Imagine then, if you’re him and Colorado quarterback Cefo Liufau is getting ready to loft a pass over his offensive lineman and into the space where you’re lurking.
You’re only human if you held your breath, you know. After all, the Buffs were driving with just over two minutes left in the game, and Utah was clinging to a 7-point advantage.
If you didn’t get chills yet at the mere thought of this modern-day “Rudy” story taking place in your own city, you should be checked yourself. After all, how many players do you know who have been through the absolute hair-pulling, agonizing bull crap that Reilly has? That his own team has dealt with this season?

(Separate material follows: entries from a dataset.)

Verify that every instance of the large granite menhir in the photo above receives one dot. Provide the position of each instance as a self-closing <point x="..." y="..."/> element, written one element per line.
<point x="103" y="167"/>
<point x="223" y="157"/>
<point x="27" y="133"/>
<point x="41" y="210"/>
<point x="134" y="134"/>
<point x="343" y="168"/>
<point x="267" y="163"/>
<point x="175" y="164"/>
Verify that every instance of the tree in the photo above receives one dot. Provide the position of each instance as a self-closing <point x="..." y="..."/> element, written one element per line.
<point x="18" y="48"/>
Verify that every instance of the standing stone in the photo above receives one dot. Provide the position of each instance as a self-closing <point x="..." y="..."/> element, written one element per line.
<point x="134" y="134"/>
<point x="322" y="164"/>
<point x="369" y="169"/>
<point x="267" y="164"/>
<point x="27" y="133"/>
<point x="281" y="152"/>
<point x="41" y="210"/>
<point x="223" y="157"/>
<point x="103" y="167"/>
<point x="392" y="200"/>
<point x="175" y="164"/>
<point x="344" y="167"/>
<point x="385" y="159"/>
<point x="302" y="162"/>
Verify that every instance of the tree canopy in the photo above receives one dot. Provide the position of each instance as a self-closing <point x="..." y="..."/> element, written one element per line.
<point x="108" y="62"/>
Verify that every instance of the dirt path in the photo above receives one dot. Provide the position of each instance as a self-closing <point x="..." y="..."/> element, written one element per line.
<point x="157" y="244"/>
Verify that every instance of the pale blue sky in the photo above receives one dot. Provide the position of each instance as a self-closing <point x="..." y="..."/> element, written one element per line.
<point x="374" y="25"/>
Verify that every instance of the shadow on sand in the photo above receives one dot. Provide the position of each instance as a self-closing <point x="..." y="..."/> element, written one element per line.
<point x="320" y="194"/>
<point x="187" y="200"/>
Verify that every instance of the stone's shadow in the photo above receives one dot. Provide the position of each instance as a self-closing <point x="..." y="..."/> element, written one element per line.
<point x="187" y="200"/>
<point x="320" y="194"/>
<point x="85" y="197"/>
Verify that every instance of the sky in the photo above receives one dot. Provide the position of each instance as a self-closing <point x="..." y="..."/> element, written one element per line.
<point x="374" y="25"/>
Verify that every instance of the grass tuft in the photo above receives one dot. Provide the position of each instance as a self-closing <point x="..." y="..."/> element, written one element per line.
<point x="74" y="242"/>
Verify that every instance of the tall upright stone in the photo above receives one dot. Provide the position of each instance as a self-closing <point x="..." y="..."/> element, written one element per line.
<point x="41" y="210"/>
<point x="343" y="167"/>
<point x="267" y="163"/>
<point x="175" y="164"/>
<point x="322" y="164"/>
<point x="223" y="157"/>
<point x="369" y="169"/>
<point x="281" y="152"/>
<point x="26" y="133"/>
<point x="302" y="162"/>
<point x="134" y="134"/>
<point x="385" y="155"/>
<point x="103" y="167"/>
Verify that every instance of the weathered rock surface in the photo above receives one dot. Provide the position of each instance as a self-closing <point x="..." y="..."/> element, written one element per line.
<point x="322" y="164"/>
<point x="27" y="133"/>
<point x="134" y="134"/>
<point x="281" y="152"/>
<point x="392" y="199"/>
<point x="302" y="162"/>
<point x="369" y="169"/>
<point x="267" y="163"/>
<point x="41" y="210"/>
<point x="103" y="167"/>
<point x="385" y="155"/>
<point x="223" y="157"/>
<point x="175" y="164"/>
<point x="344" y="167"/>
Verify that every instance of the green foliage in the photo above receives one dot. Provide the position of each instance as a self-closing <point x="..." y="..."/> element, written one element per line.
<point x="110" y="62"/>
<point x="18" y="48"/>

Utah had two interceptions leading up to this moment. Two. In a season like this one, Utah had bungled numerous opportunities to get to a bowl game to honor its 22 seniors.
Maybe Liufau didn’t know what Reilly and his team went through; maybe he did. He was just the opposing quarterback who is looking for an open man on a short slant route to keep the drive alive, you know.
But Liufau threw it, knowing he needed to make a play. All year long, it always seemed like the Utes were never able to make plays this year when they needed; the plays were instead made on them, time and again, causing agonizing loss after hair-pulling, heart-ripping loss.
As for Liufau, a freshman, he knew his team was losing. He had no choice but to throw the ball, for the clock was ticking on his season too. And so he threw it, this pointed leather ball tossed into the air between the hash marks of Colorado’s 15 and 20-yard line.
This time would be different for one team, by God.
Reilly would snatch this prayer of a ball in mid-air and cradle it gently — perhaps similarly to how he’d hold his sick little girl — as he fell to the turf.
It was his first interception of the season, the Utes third. Most important was that the Utes got a win for the first time since they upset Stanford. What a release.
“To get the interception was personally nice, but it sealed the game which felt better. This week I played middle linebacker. We decided to mix it up and it worked for me. Credit to Kalani Sitake for that. I know the defense inside and out after playing in it for five years. The defense played great in the first half and gave up 17 in the second half, but we are very happy we won,” said Reilly after the game.
Then, in a primal scream after making that game-winning interception he leapt to his re-constructed feet and reared back with all of his might, hurling the ball into the north stands of Rice-Eccles Stadium.
It was the most beautiful unsportsmanlike conduct penalty I’ve ever seen.